All Things Being Equal, Does Race Make A Difference?: Racial Discrimination Under Section 1981
In Comcast Corp. v. National Association of African American-Owned Media, the United States Supreme Court settled the score on what standard of proof is required for racial discrimination cases in the centuries old catchall legal protection for freed slaves.
The Facts, Briefly.
Entertainment Studios Network (ESN), an African-American-owned television network operator, sought to have cable television conglomerate Comcast Corporation carry its channels. Comcast refused, citing lack of programming demand, bandwidth constraints, and a preference for programming not offered by ESN. ESN and the National Association of African American-Owned Media (collectively, ESN) sued, alleging that Comcast’s behavior violated 42 U. S. C. §1981.

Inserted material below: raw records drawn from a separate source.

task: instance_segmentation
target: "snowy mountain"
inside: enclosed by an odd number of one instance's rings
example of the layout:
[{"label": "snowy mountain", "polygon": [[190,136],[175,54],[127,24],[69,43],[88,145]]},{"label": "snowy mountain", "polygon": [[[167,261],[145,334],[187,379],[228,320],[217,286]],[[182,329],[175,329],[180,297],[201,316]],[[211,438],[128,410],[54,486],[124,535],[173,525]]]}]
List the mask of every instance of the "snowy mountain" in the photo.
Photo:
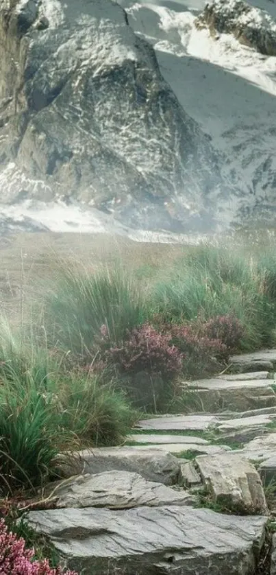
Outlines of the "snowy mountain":
[{"label": "snowy mountain", "polygon": [[0,232],[273,220],[276,5],[255,1],[1,0]]},{"label": "snowy mountain", "polygon": [[[248,187],[236,214],[233,205],[232,219],[274,220],[276,58],[241,44],[233,32],[214,35],[208,27],[199,29],[205,5],[201,0],[121,3],[133,29],[154,47],[161,73],[181,106],[226,154],[224,168],[239,174],[242,190]],[[215,3],[225,23],[231,4],[238,3]],[[265,10],[275,36],[273,0],[253,0],[249,8],[257,30],[264,14],[260,9]],[[237,24],[239,18],[237,12]],[[276,54],[276,41],[274,49]]]}]

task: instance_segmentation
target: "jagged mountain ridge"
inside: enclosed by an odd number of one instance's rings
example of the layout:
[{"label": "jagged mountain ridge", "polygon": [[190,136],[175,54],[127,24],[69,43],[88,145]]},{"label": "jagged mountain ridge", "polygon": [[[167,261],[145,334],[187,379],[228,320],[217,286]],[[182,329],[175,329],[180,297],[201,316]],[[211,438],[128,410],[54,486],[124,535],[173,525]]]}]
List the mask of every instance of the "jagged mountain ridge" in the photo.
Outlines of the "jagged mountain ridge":
[{"label": "jagged mountain ridge", "polygon": [[0,1],[1,203],[66,198],[184,231],[271,214],[275,94],[250,97],[228,71],[236,40],[197,30],[186,1]]},{"label": "jagged mountain ridge", "polygon": [[216,226],[235,178],[118,4],[1,0],[0,23],[2,203],[73,198],[142,227]]}]

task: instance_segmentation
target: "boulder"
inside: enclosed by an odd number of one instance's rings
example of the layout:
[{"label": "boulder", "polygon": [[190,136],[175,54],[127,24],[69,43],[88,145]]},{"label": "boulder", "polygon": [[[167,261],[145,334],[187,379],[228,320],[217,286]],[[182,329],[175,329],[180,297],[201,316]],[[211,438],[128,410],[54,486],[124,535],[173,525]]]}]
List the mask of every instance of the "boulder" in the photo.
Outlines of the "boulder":
[{"label": "boulder", "polygon": [[32,511],[27,521],[82,575],[252,575],[266,518],[171,506]]},{"label": "boulder", "polygon": [[55,507],[105,507],[128,509],[131,507],[185,505],[192,502],[184,490],[177,491],[162,483],[147,481],[129,471],[105,471],[77,476],[66,481],[50,484],[44,496],[53,495]]},{"label": "boulder", "polygon": [[65,477],[103,471],[131,471],[165,485],[177,482],[180,462],[168,450],[141,447],[102,447],[60,454],[58,467]]},{"label": "boulder", "polygon": [[246,46],[266,56],[276,56],[276,23],[264,10],[243,0],[211,0],[196,21],[213,36],[232,34]]},{"label": "boulder", "polygon": [[236,454],[199,456],[199,473],[215,503],[238,513],[266,513],[266,498],[254,466]]},{"label": "boulder", "polygon": [[179,483],[185,487],[195,489],[202,486],[201,478],[192,461],[185,461],[180,465]]},{"label": "boulder", "polygon": [[1,202],[70,198],[144,229],[215,225],[214,194],[228,207],[232,191],[223,159],[117,3],[1,1],[0,40]]}]

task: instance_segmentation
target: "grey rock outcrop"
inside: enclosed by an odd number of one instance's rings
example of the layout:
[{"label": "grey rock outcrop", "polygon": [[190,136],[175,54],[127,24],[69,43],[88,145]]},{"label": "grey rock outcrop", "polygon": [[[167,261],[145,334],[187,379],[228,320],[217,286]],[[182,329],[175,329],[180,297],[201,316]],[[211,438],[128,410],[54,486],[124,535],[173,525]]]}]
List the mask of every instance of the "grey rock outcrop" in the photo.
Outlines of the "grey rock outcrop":
[{"label": "grey rock outcrop", "polygon": [[186,505],[192,497],[184,491],[177,491],[162,483],[147,481],[138,473],[129,471],[105,471],[78,476],[50,484],[44,495],[51,497],[58,508],[105,507],[128,509],[147,506]]},{"label": "grey rock outcrop", "polygon": [[131,471],[139,473],[149,481],[165,485],[177,482],[179,459],[167,451],[141,447],[101,447],[76,452],[75,457],[58,457],[58,463],[65,477],[103,471]]},{"label": "grey rock outcrop", "polygon": [[276,56],[276,23],[265,10],[243,0],[212,0],[197,20],[211,34],[232,34],[241,43],[267,56]]},{"label": "grey rock outcrop", "polygon": [[0,45],[1,202],[73,198],[144,228],[214,228],[233,189],[121,6],[1,0]]},{"label": "grey rock outcrop", "polygon": [[28,523],[50,537],[84,575],[251,575],[266,519],[190,507],[33,511]]},{"label": "grey rock outcrop", "polygon": [[203,455],[196,462],[207,491],[215,503],[238,513],[267,513],[260,477],[244,458],[234,454]]}]

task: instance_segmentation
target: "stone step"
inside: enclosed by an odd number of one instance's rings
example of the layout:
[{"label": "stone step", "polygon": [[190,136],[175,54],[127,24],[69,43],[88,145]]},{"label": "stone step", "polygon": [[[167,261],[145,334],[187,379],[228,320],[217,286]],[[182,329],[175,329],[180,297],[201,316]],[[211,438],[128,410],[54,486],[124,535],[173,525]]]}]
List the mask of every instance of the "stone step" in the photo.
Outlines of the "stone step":
[{"label": "stone step", "polygon": [[135,441],[137,443],[151,443],[151,444],[164,444],[169,443],[179,443],[182,444],[185,447],[186,443],[189,443],[197,445],[204,445],[208,443],[206,439],[203,439],[201,437],[193,437],[191,435],[171,435],[166,434],[142,434],[137,433],[133,435],[127,436],[127,441]]},{"label": "stone step", "polygon": [[271,379],[225,379],[220,377],[184,382],[184,397],[194,411],[221,413],[276,407]]},{"label": "stone step", "polygon": [[[179,456],[180,454],[184,454],[185,451],[192,451],[193,453],[208,454],[208,455],[214,455],[215,454],[222,454],[231,449],[227,445],[210,445],[209,443],[203,445],[198,445],[197,443],[155,443],[150,445],[129,445],[129,449],[137,450],[147,450],[149,451],[153,450],[162,450],[165,452],[169,451],[173,455]],[[183,455],[185,458],[185,455]]]},{"label": "stone step", "polygon": [[232,355],[229,360],[232,372],[272,371],[276,368],[276,349],[263,349],[251,353]]},{"label": "stone step", "polygon": [[147,431],[205,431],[219,423],[216,415],[162,415],[142,419],[136,427]]},{"label": "stone step", "polygon": [[274,414],[263,414],[249,417],[236,417],[234,419],[224,419],[217,425],[218,431],[240,430],[242,427],[263,427],[276,420]]},{"label": "stone step", "polygon": [[171,505],[31,511],[27,522],[84,575],[251,575],[267,518]]},{"label": "stone step", "polygon": [[269,371],[251,371],[249,373],[224,373],[217,375],[217,379],[225,379],[227,382],[231,382],[233,379],[236,382],[246,382],[252,379],[267,379],[269,375]]}]

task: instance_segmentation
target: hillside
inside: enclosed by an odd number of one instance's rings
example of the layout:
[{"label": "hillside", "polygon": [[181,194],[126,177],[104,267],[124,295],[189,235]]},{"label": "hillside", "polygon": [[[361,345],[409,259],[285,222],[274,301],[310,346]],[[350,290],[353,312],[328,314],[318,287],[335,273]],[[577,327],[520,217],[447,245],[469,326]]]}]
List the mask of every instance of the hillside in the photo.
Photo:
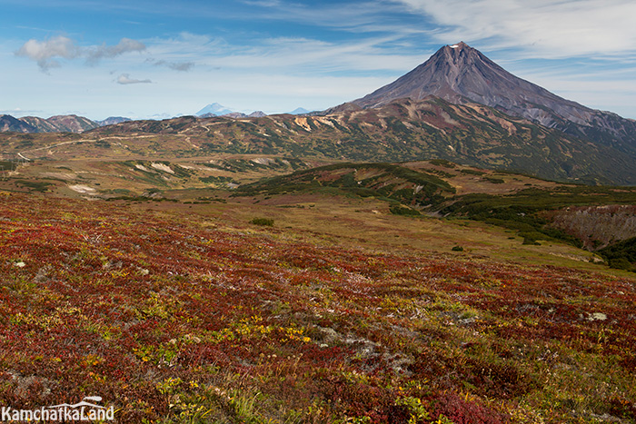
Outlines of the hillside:
[{"label": "hillside", "polygon": [[191,143],[180,147],[179,154],[184,156],[264,153],[355,162],[439,158],[561,181],[636,183],[631,153],[490,107],[456,105],[438,98],[398,100],[376,109],[334,111],[324,116],[136,121],[87,134],[126,137],[131,150],[136,142],[144,143],[142,134],[172,138],[172,143],[176,136]]},{"label": "hillside", "polygon": [[563,99],[510,74],[465,43],[442,47],[412,71],[353,103],[373,108],[431,95],[455,104],[491,106],[636,157],[636,121]]}]

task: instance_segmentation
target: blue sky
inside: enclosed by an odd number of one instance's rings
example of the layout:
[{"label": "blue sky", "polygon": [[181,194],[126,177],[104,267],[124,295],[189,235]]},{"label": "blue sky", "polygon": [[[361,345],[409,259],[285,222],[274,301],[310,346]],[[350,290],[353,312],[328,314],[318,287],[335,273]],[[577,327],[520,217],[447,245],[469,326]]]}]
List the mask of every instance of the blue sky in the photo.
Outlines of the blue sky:
[{"label": "blue sky", "polygon": [[464,41],[636,118],[633,0],[0,0],[0,113],[161,118],[323,110]]}]

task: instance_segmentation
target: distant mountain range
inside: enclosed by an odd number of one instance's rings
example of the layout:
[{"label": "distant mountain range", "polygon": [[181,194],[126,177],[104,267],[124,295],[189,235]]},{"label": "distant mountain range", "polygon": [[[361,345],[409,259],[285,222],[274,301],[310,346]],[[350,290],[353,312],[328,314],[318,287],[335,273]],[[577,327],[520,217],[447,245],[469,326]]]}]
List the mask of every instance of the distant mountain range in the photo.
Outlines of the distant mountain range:
[{"label": "distant mountain range", "polygon": [[[636,185],[636,121],[563,99],[514,76],[464,43],[445,45],[393,83],[327,111],[266,118],[263,113],[227,111],[212,104],[199,111],[204,112],[200,117],[126,122],[107,133],[187,136],[198,143],[188,152],[194,156],[444,159],[559,181]],[[222,113],[224,117],[217,117]],[[90,123],[72,117],[45,123],[5,115],[0,130],[45,131],[47,124],[64,123],[66,131],[76,132]]]},{"label": "distant mountain range", "polygon": [[[304,114],[308,113],[310,111],[307,109],[298,107],[292,112],[287,112],[289,114]],[[214,116],[225,116],[228,118],[262,118],[267,116],[267,113],[262,111],[255,111],[250,113],[244,112],[238,112],[229,109],[223,104],[214,103],[201,109],[199,112],[194,113],[195,116],[199,118],[212,118]]]}]

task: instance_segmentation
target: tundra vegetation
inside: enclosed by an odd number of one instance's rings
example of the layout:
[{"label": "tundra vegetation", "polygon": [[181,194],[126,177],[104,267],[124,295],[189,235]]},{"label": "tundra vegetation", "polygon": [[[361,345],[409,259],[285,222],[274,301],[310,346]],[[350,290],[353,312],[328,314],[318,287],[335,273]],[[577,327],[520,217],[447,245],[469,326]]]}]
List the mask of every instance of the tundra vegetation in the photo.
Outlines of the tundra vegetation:
[{"label": "tundra vegetation", "polygon": [[634,422],[630,273],[293,225],[329,199],[273,206],[290,225],[270,227],[223,202],[2,192],[0,403],[98,394],[131,423]]}]

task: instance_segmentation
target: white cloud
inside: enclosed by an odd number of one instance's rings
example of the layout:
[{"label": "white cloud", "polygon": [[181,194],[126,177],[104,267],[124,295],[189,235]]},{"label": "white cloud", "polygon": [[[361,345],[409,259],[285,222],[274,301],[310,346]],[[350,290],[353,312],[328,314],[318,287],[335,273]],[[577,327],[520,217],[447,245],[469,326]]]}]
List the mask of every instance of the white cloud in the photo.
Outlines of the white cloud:
[{"label": "white cloud", "polygon": [[142,52],[145,45],[130,38],[122,38],[115,45],[96,45],[82,47],[65,35],[57,35],[44,41],[31,39],[25,43],[15,55],[27,57],[37,63],[44,72],[60,65],[59,59],[84,58],[89,64],[95,64],[100,59],[114,58],[129,52]]},{"label": "white cloud", "polygon": [[59,63],[55,58],[73,59],[79,55],[79,48],[74,41],[64,35],[37,41],[31,39],[15,52],[18,56],[28,57],[37,62],[37,65],[43,71],[59,66]]},{"label": "white cloud", "polygon": [[482,42],[519,55],[572,57],[634,51],[632,0],[395,0],[442,27],[442,44]]},{"label": "white cloud", "polygon": [[136,40],[130,38],[122,38],[116,45],[102,44],[96,47],[85,49],[86,60],[94,64],[100,59],[112,59],[124,53],[143,52],[145,50],[145,44]]},{"label": "white cloud", "polygon": [[124,85],[129,84],[152,84],[152,81],[150,80],[136,80],[134,78],[131,78],[129,74],[122,74],[117,77],[115,82]]}]

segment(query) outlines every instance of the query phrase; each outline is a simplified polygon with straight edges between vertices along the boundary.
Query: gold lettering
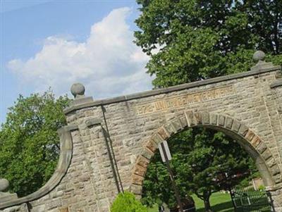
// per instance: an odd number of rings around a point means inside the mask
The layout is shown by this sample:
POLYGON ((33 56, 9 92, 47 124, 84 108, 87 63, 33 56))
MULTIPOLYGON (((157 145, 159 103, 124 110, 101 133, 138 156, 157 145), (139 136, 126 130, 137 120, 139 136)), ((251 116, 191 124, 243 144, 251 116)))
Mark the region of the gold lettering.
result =
POLYGON ((136 106, 137 115, 151 113, 155 111, 176 108, 192 103, 216 99, 235 94, 233 86, 219 87, 197 93, 187 94, 176 97, 171 97, 136 106))

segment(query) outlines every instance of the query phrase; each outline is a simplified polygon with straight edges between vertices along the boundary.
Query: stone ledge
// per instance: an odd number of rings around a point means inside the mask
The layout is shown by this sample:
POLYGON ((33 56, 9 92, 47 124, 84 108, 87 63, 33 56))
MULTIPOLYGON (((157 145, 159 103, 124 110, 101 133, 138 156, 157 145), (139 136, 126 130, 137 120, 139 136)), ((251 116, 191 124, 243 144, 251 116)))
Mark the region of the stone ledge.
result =
POLYGON ((58 133, 60 135, 60 156, 55 172, 48 182, 39 190, 26 197, 5 200, 5 201, 1 201, 0 199, 0 209, 38 199, 49 193, 60 183, 68 169, 73 155, 73 139, 70 132, 78 129, 78 127, 76 125, 68 125, 58 130, 58 133))
POLYGON ((183 84, 180 85, 169 87, 167 88, 155 89, 155 90, 150 90, 147 92, 142 92, 139 93, 135 93, 133 94, 125 95, 125 96, 120 96, 114 98, 105 99, 102 100, 97 100, 94 101, 89 101, 84 104, 75 104, 73 106, 70 106, 68 108, 66 108, 63 110, 63 113, 65 114, 68 114, 70 112, 73 112, 75 110, 79 110, 85 108, 101 106, 101 105, 106 105, 113 103, 118 103, 132 99, 140 99, 143 97, 148 97, 154 95, 159 95, 161 94, 166 94, 171 92, 180 91, 183 89, 193 88, 196 87, 204 86, 209 84, 214 84, 217 82, 221 82, 223 81, 228 81, 235 79, 239 79, 243 77, 246 77, 249 76, 259 75, 262 73, 266 73, 272 71, 276 71, 281 69, 281 66, 272 66, 268 68, 261 69, 261 70, 250 70, 245 73, 238 73, 238 74, 233 74, 230 75, 226 75, 219 77, 214 77, 211 79, 207 79, 202 81, 197 81, 190 83, 183 84))
POLYGON ((282 79, 277 80, 270 85, 270 88, 276 88, 282 86, 282 79))

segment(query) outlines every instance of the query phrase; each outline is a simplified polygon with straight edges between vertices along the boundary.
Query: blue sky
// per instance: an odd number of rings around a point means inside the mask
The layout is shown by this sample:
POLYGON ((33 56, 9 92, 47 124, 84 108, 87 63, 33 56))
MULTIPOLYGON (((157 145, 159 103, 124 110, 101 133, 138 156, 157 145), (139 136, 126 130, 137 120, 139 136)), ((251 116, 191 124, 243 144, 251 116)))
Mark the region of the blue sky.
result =
POLYGON ((20 94, 82 82, 94 99, 150 89, 135 1, 1 0, 0 123, 20 94))

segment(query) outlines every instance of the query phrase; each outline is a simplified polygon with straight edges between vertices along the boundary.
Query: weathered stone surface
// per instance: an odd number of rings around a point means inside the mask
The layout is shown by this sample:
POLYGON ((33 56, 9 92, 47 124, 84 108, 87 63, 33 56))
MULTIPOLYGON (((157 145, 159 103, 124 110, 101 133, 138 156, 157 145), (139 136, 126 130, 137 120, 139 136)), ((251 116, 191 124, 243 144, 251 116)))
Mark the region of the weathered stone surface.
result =
POLYGON ((259 63, 250 72, 164 89, 99 101, 80 96, 64 111, 69 133, 59 132, 72 141, 61 141, 62 159, 51 182, 18 206, 0 198, 0 211, 27 211, 25 201, 30 212, 109 211, 121 184, 141 197, 158 143, 169 145, 173 134, 202 125, 230 133, 258 159, 279 211, 282 87, 271 85, 280 68, 259 63))

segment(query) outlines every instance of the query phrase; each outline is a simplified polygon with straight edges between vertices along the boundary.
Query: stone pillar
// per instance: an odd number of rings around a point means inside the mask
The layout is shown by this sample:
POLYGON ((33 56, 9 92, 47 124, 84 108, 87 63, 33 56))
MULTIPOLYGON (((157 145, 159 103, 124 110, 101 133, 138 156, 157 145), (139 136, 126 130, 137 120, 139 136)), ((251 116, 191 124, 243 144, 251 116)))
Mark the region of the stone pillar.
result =
MULTIPOLYGON (((72 107, 93 101, 92 97, 85 96, 85 88, 81 84, 73 85, 71 92, 75 96, 70 103, 72 107)), ((102 108, 96 106, 75 110, 66 116, 68 124, 78 125, 82 146, 80 156, 84 157, 83 165, 90 173, 90 180, 95 193, 95 211, 108 212, 118 191, 102 114, 102 108)))

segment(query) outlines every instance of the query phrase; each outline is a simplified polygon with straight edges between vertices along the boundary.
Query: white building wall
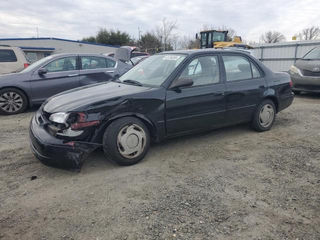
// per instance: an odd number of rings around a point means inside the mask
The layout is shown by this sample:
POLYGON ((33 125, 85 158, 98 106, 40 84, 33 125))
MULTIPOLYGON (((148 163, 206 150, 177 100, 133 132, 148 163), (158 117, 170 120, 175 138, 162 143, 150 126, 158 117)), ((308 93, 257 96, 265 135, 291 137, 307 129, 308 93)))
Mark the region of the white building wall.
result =
MULTIPOLYGON (((24 40, 2 40, 0 44, 8 44, 15 46, 32 46, 42 48, 54 48, 56 50, 52 54, 66 53, 90 53, 100 54, 114 52, 116 46, 86 44, 83 42, 70 42, 56 39, 42 39, 41 38, 24 40)), ((36 52, 37 50, 35 50, 36 52)), ((48 51, 50 52, 50 51, 48 51)))
POLYGON ((252 45, 254 56, 274 71, 288 72, 295 60, 320 46, 320 40, 252 45))

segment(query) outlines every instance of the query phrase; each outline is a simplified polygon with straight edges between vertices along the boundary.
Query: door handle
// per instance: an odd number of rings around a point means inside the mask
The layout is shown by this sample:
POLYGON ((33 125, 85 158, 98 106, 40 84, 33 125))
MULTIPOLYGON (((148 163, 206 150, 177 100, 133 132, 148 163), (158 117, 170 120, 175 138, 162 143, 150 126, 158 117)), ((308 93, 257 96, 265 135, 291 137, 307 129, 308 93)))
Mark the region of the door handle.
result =
POLYGON ((224 95, 224 92, 214 92, 214 95, 215 96, 223 96, 224 95))

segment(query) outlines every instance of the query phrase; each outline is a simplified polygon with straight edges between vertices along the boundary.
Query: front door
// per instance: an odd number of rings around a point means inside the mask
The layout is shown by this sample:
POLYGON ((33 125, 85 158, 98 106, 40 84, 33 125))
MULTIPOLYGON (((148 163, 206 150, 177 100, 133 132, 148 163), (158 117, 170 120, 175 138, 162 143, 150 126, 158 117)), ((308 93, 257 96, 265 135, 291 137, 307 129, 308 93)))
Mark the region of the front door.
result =
POLYGON ((250 120, 267 89, 257 66, 246 56, 222 54, 225 70, 226 123, 250 120))
POLYGON ((224 124, 226 86, 216 55, 192 60, 178 76, 191 78, 192 86, 168 89, 166 100, 168 135, 224 124))
POLYGON ((35 71, 31 76, 30 86, 34 101, 42 102, 51 96, 80 86, 78 56, 56 58, 43 66, 48 72, 40 75, 35 71))
POLYGON ((110 80, 116 74, 116 62, 110 58, 80 56, 80 86, 110 80))

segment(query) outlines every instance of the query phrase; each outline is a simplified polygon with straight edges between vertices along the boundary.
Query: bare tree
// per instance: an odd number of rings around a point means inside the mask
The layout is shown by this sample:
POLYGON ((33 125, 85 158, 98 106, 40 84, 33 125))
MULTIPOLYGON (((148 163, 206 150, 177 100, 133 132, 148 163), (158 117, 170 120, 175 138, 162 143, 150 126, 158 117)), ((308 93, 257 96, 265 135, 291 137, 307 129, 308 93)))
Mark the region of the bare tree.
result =
POLYGON ((302 29, 296 36, 297 39, 300 40, 318 39, 320 38, 320 28, 314 26, 310 28, 302 29))
POLYGON ((271 44, 272 42, 280 42, 286 40, 286 38, 280 32, 268 31, 264 34, 260 36, 260 40, 264 44, 271 44))
POLYGON ((256 41, 253 40, 243 40, 242 42, 244 44, 246 44, 247 45, 253 45, 254 44, 257 44, 257 42, 256 41))
POLYGON ((178 20, 168 21, 164 18, 160 24, 156 24, 154 26, 156 34, 158 38, 164 44, 164 48, 166 46, 168 48, 168 46, 172 40, 173 32, 178 28, 178 20))
POLYGON ((192 40, 192 38, 190 35, 184 35, 180 37, 178 44, 178 49, 188 49, 192 40))

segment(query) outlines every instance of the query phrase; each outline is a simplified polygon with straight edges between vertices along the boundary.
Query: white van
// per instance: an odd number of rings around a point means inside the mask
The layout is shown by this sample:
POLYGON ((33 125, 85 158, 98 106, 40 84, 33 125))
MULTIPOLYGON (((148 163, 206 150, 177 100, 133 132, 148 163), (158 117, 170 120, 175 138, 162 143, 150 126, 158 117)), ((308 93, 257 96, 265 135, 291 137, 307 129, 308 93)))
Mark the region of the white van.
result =
POLYGON ((29 65, 30 62, 20 48, 0 45, 0 74, 16 72, 29 65))

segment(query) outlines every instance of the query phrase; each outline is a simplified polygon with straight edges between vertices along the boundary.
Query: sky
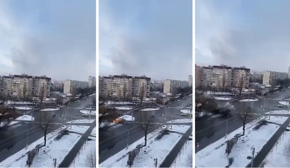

Section 1981 prohibits intentional racial discrimination in the making and enforcement of private contracts, including employment contracts. It guarantees “[a]ll persons . . . the same right . . . to make and enforce contracts . . . as is enjoyed by white citizens.” The term ‘make and enforce contracts’ includes the making, performance, modification, and termination of contracts, and the enjoyment of all benefits, privileges, terms, and conditions of the contractual relationship.
The Decisions By Lower Courts
The District Court dismissed the complaint for failing plausibly to show that, but for racial animus, Comcast would have contracted with ESN. The Ninth Circuit, in which this decision originated, reversed, holding that ESN needed only to plead facts plausibly showing that race played “some role” or “any role” in the defendant’s decision making process and that, under this more forgiving causation standard, ESN had pleaded a viable claim.
Note that the Eleventh Circuit, in which Georgia is located, interpreted this section in the same manner by using the same requirements of proof, and presenting the same analytical framework, as Title VII.
All Wrong, Declares SCOTUS
SCOTUS ruled that a §1981 plaintiff bears the burden of showing that the plaintiff’s race was a but-for cause of its injury, and that burden remains constant over the life of the lawsuit. First, the statute’s text requires this on plain reading of the language and in comparison with other similar text and SCOTUS precedent. Second, when the motivating factor test was added to Title VII, congress also amended §1981 without changing the standards of proof. Third, there is no authority to apply a lesser standard at the Motion to Dismiss stage than would be applied later in the litigation.
Harder for Employees; Easier For Employers
So what does this all mean in everyday human resource management speak? Given that persons alleging racial discrimination can elect to proceed under Title VII or §1981, pros and cons are to be weighed. Title VII has some downsides for the plaintiff including a strict 180 statute of limitations and an equally strict requirement to exhaust administrative remedies at the EEOC, which §1981 does not have. But, thanks to this ruling, §1981 has a downside of its own with the higher standard of proof. Thus, all in all, the plaintiff’s favorable options were further winnowed, giving a defendant employer, a slight edge.
Also, the Eleventh Circuit had held that a complete “mixed motive defense” and a “same decision defense” is available in actions brought pursuant to §1981 whereby a defendant may defeat a claim for damages and reinstatement but not liability by showing that it would have made the same decision even if it had not take the plaintiff’s race into account. Under the but for standard now applicable to §1981, liability would indeed be defeated; either the employer acted because of race or it did not. The defendant employer is two for two on its gains by this new ruling.